Configurable parameters for the test
Parameters Description

Test period

How often should the test be executed

Host

The host for which the test is to be configured.

Port

The port at which the configured Host listens; by default, this is 15672

Username, Password, and Confirm Password

The eG agent connects to the Management Interface of the rabbitmq-management plugin of the target node, and runs HTTP-based API commands on the node using the plugin to pull metrics of interest. To connect to the plugin and run the API commands, the eG agent requires the privileges of a user on the cluster who has been assigned the 'monitoring' tag. If such a user pre-exists, then configure this test with the Username and Password of that user. On the other hand, if no such user exists, then you will have to create a user for this purpose using the Management Interface. The steps for this have been detailed in How Does eG Enterprise Monitor a RabbitMQ Cluster? In this case, make sure you configure this test with the Username and Password of the new user. Finally, confirm the password by retyping it in the Confirm Password text box.

SSL

By default, this flag is set to No, as the target node is not SSL-enabled by default. If the node is SSL-enabled, then set this flag to Yes.

Detailed Diagnosis

To make diagnosis more efficient and accurate, the eG Enterprise embeds an optional detailed diagnostic capability. With this capability, the eG agents can be configured to run detailed, more elaborate tests as and when specific problems are detected. To enable the detailed diagnosis capability of this test for a particular server, choose the On option. To disable the capability, click on the Off option.

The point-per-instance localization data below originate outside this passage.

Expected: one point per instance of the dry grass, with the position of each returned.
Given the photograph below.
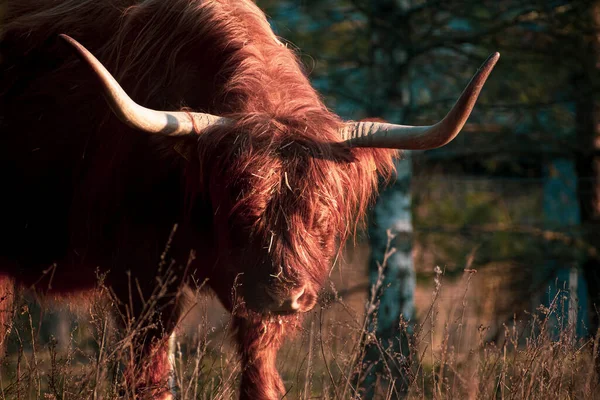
(451, 357)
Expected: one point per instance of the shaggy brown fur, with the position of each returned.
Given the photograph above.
(264, 203)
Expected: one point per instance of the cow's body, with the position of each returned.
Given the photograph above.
(84, 192)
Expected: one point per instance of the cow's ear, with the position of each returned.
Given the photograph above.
(183, 149)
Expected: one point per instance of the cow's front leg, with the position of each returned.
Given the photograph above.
(258, 341)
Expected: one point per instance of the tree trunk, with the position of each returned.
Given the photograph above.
(391, 228)
(588, 163)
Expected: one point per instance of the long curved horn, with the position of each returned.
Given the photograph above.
(377, 134)
(152, 121)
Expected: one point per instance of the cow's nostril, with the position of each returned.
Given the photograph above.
(294, 299)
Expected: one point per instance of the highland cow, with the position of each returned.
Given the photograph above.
(263, 182)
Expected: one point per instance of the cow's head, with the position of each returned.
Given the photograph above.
(283, 195)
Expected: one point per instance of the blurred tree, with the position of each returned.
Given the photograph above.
(405, 61)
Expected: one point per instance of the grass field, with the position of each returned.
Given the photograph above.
(457, 350)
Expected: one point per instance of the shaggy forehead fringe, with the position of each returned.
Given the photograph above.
(284, 143)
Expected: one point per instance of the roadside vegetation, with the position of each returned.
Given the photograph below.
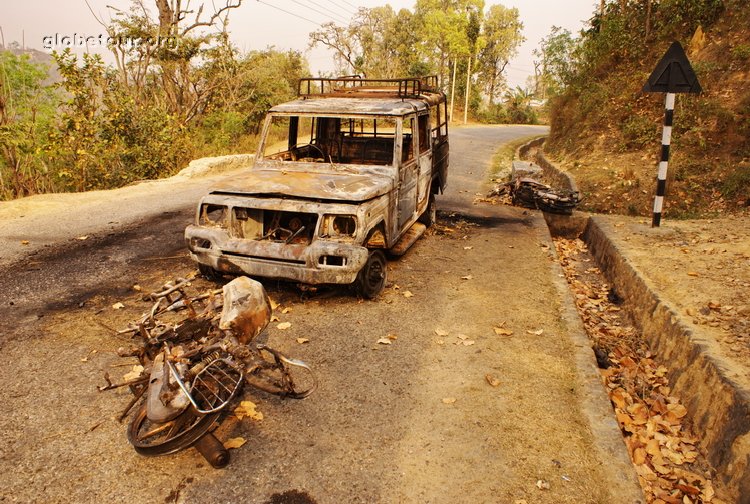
(79, 124)
(607, 132)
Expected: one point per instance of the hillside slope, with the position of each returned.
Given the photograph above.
(607, 132)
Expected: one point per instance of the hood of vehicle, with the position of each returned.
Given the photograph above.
(305, 184)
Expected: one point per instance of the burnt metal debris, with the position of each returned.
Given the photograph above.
(529, 193)
(194, 355)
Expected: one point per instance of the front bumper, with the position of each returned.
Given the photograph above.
(321, 262)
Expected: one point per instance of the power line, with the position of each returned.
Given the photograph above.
(290, 13)
(315, 10)
(329, 10)
(336, 2)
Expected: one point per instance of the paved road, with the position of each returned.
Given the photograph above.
(414, 421)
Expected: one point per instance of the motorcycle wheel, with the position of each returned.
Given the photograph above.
(152, 439)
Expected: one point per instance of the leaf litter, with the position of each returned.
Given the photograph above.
(661, 445)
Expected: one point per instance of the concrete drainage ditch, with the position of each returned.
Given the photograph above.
(717, 406)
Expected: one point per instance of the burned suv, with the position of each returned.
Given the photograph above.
(343, 174)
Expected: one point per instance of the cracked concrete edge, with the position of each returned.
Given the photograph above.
(616, 465)
(718, 406)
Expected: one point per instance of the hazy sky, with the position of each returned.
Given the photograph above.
(284, 24)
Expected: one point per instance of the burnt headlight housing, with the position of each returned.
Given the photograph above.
(338, 226)
(213, 215)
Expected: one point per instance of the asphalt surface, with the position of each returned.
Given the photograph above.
(413, 421)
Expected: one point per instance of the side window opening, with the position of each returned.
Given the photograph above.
(321, 139)
(424, 133)
(407, 149)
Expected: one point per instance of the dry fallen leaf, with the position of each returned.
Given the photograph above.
(542, 485)
(234, 443)
(492, 380)
(246, 409)
(133, 373)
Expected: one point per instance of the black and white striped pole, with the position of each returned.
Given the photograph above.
(661, 179)
(673, 74)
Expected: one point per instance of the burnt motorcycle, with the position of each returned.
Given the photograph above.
(195, 355)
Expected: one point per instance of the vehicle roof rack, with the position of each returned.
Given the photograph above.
(356, 87)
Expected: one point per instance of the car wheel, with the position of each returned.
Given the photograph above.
(371, 278)
(429, 216)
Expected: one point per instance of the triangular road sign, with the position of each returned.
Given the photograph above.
(673, 74)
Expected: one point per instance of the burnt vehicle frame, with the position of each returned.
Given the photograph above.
(344, 174)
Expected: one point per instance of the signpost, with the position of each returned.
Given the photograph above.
(673, 74)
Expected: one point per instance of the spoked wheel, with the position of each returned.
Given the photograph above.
(151, 439)
(371, 278)
(279, 375)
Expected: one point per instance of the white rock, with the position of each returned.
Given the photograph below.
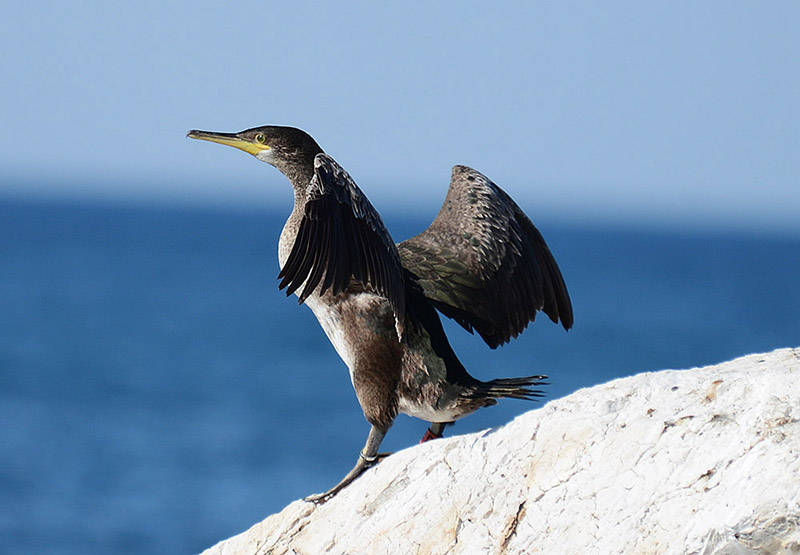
(695, 461)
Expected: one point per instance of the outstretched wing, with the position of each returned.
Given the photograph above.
(342, 238)
(484, 264)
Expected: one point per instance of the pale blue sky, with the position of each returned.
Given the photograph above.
(644, 111)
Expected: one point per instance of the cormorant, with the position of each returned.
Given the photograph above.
(481, 262)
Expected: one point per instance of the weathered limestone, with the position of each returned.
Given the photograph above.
(695, 461)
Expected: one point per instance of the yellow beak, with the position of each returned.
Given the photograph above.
(230, 139)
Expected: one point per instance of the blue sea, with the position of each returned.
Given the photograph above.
(159, 394)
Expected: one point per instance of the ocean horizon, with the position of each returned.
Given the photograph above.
(159, 394)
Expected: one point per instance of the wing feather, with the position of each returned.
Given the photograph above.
(483, 263)
(342, 238)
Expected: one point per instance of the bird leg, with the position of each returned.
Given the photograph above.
(368, 457)
(435, 431)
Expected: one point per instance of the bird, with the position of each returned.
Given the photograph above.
(481, 262)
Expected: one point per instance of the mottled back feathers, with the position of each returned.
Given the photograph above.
(484, 264)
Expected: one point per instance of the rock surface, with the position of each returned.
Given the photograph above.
(705, 460)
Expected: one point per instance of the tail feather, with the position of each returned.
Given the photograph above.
(512, 388)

The option to selectively enable/disable the detailed diagnosis capability will be available only if the following conditions are fulfilled:

  • The eG manager license should allow the detailed diagnosis capability
  • Both the normal and abnormal frequencies configured for the detailed diagnosis measures should not be 0.
Measurements made by the test
Measurement Description Measurement Unit Interpretation

Total nodes

Indicates the total number of nodes in the cluster.

Number

 

Running nodes

Indicates the number of nodes in the cluster that are currently running.

Number

Ideally, the value of this measure should be equal to that of the Total nodes measure.

Stopped nodes

Indicates the number of nodes in the cluster that are not running presently.

Number

Ideally, the value of this measure should be 0. If this measure reports a non-zero value, then use the detailed diagnosis of the measure to know which nodes in the cluster are not running.